Supreme Court Allows Florida to Restrict Voting for People With Serious Crime Convictions | United States News


Florida can continue to stop people with felony convictions from voting until they have paid all the fines and fees they owe, the United States Supreme Court said Thursday, a major decision that makes nearly three-quarters of a million Floridians less likely. get to vote in November

The decision came at a preliminary stage in one of the most watched voting rights lawsuits in the U.S., On Amendment 4, a measure that Florida voters overwhelmingly approved in 2018 that allows people to vote once they They complete their felony convictions, a change estimated to affect 1.4 million people.

The amendment was a historic expansion of voting rights, but since it passed, Florida Republicans have made a concerted effort to slow it down. State officials offered no guidance on how to implement it, and then state lawmakers passed a law requiring those with felony convictions to pay off debts assessed as part of their sentence before they could vote again. There are more than 774,000 people in Florida who cannot vote because they owe money, and the state does not have a centralized way to inform people about how much they owe. Many people with serious crimes also simply cannot pay off the insurmountable debt they accumulate with their court decisions.

In late May, US District Judge Robert Hinkle struck down the Republican copyright law, which has been widely denounced as a kind of electoral tax and was seen as an effort to undermine the amendment and make it more difficult and confusing for the people regain their voting rights.

Lawyers representing Florida appealed against the ruling, and in late May, the US Court of Appeals blocked the lower court’s ruling while the appeal was pending. The plaintiffs in the case filed an emergency petition with the US Supreme Court to allow the Hinkle ruling to take effect so that the affected people can vote in a primary election in the state this summer. The supreme court declined to do so on Thursday, meaning Hinkle’s ruling will not go into effect while the eleventh circuit considers the appeal (he is currently scheduled to hear the case on August 18).

The supreme court did not offer an explanation for its ruling Thursday, but Justice Sonia Sotomayor, who was joined by Elena Kagan and Ruth Bader Ginsburg, wrote a scathing dissent. “This court order prevents thousands of eligible voters from participating in Florida’s primary election simply because they are poor,” Sotomayor wrote.

The supreme court will likely have the last word in the case, but Thursday’s decision makes it less likely that there will be a resolution for affected voters ahead of the November presidential election, where Florida is a key state on the battlefield.

At least 85,000 people with major crimes have registered since Amendment 4 went into effect, and Sotomayor noted that those people are now in legal danger, unlikely to know of the change in their eligibility to vote due to the Circuit 11 decision. But they face possible criminal prosecution if they voted.

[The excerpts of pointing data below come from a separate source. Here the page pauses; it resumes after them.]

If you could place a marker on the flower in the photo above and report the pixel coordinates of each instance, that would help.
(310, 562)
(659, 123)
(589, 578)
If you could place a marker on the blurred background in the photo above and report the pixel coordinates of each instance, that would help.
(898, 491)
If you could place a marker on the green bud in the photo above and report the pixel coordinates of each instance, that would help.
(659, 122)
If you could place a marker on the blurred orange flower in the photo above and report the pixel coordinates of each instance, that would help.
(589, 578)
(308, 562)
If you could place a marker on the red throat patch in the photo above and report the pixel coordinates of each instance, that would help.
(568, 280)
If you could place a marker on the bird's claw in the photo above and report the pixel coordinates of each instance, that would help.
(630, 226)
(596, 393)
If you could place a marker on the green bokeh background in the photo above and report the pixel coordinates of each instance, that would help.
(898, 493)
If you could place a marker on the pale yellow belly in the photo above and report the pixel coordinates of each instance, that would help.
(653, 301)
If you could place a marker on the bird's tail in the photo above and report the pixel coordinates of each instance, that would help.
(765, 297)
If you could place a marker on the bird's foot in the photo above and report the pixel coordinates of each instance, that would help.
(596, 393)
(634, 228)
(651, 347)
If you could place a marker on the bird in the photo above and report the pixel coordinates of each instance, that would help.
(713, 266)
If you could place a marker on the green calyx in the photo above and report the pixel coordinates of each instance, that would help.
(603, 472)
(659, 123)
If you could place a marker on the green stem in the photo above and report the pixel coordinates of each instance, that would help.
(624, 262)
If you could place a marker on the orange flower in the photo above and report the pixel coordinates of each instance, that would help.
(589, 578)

“This is a deeply disappointing decision,” said Paul Smith, an attorney with the Campaign Law Center, who helped represent some of the plaintiffs. “The supreme court stood by while the Eleventh Circuit prevented hundreds of thousands of eligible voters from participating in Florida’s primary election simply because they cannot pay fines and fees.”

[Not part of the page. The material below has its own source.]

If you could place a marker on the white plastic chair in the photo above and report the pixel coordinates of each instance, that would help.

Sotomayor also called the supreme court for its willingness to maintain voting restrictions in several cases in recent months. The court shortened the deadline for returning absentee ballots in Wisconsin and upheld restrictions on voting by mail in Texas and Alabama. In the Wisconsin case alone, the court has offered some reasoning for its thinking, based on a 2006 case, Purcell v González, which says that the courts should not interfere with electoral rules on the eve of an election.

“The inaction of this court continues a trend to tolerate deprivation of rights. Ironically, this court has exerted Purcell as a reason to prohibit courts from making voting safer during a pandemic, ”he wrote. “Now, faced with a suspension of the appeals court that disrupts a legal status quo and risks immense deprivation of rights, a situation that Purcell tried to avoid, the court resists.”